Cardinal Keith O'Brien's immediate resignation comes a day after claims by three priests and a former priest emerged in a newspaper.
The 74-year-old tendered his resignation as Archbishop of St Andrews and Edinburgh in November to Pope Benedict XVI, but said in a statement today: "The†Holy Father has now decided that my resignation will take effect today.
"Looking back over my years of ministry: For any good I have been able to do, I thank God. For any failures, I apologise to all whom I have offended."
The Cardinal should have been travelling to the Vatican this week to help choose the next Pope, but he said he would not be joining the conclave.
"I do not wish media attention in Rome to be focused on me - but rather on Pope Benedict XVI and on his successor," he said.
His absence from the conclave means Britain now has no-one able to vote in the forthcoming election of the next leader of the 1.2bn Roman Catholics worldwide.
The Cardinal missed traditional mass at his main cathedral, St Mary's in Edinburgh, on Sunday after The Observer newspaper published the allegations dating back to the 1980s.
The report said the three priests and the former priest in Scotland reported the cardinal to the Vatican over allegations of "inappropriate behaviour".
The Observer said the four statements containing the claims were submitted to the Papal Nuncio Antonio Mennini's office the week before Benedict's resignation was announced on February 11.
It is understood that Cardinal O'Brien contests the claims.
In his resignation statement, Cardinal O'Brien said he had previously offered to step down but it has only been accepted now.
The cleric had been expected to quit on March 17 - the date of his 75th birthday.
Cardinals older than 75 are not allowed to vote in the conclave, which is expected to take place in the next three weeks.

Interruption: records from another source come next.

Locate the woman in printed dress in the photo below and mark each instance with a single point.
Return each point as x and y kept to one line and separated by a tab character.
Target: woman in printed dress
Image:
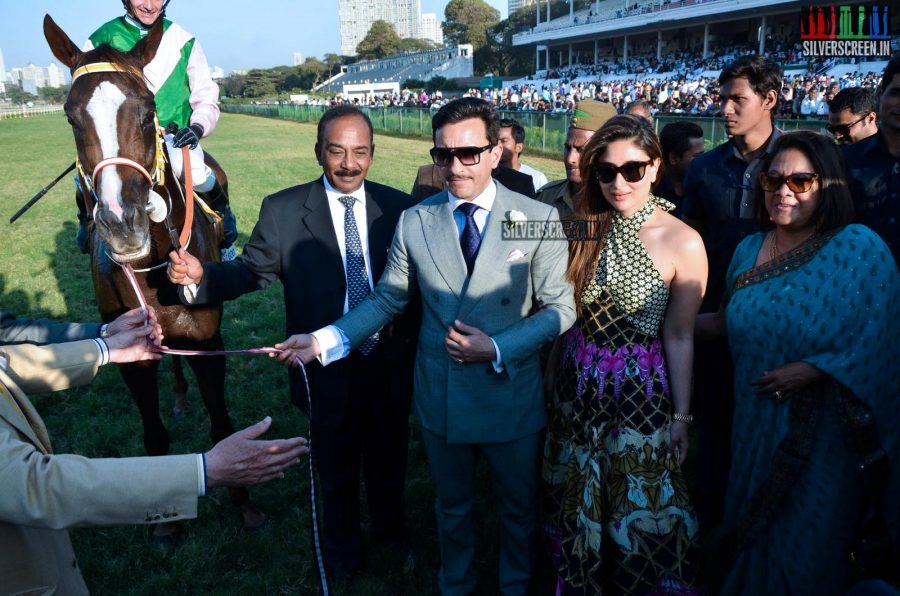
812	315
617	516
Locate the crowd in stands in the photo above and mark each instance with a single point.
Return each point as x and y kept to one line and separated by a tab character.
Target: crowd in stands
680	83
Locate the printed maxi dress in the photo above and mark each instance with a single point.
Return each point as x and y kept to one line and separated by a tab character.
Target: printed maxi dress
617	518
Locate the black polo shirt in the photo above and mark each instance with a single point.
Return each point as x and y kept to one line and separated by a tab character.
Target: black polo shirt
718	191
874	178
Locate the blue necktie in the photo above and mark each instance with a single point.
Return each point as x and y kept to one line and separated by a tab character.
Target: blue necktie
470	239
357	277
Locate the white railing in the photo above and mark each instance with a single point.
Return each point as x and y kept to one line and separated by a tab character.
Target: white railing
26	112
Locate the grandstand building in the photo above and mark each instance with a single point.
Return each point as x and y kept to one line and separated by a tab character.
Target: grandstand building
430	28
356	18
377	77
515	5
614	31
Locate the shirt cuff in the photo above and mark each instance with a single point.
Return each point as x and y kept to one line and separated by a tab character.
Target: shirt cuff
498	363
333	344
201	475
104	351
190	293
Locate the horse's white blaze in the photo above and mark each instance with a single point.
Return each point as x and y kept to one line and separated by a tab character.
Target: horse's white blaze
104	110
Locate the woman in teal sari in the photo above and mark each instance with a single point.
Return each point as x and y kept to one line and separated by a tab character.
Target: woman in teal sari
811	313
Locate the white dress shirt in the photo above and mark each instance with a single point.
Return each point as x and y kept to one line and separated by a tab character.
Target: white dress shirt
337	220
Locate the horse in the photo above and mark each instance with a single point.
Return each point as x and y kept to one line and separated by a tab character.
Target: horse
138	206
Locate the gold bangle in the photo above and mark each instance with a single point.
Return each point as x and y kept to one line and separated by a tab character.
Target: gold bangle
686	418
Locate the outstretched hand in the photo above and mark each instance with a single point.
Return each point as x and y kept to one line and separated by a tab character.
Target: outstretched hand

Cardinal O'Brien is no stranger to making the news with his views.
Last week, he called for the Catholic Church to end its celibacy rule for the priesthood.
He had told the BBC: "I realise that many priests have found it very difficult to cope with celibacy as they lived out their priesthood, and felt the need of a companion, of a woman, to whom they could get married and raise a family of their own."
He has also been an outspoken opponent of plans to legalise same-sex marriage.
Last year his stance landed him the award, Bigot of the Year, from the gay rights group Stonewall.
In 2007 he caused controversy when speaking on the 40th anniversary of the Abortion Act.
He said the termination rate north of the border was equivalent to "two Dunblane massacres a day".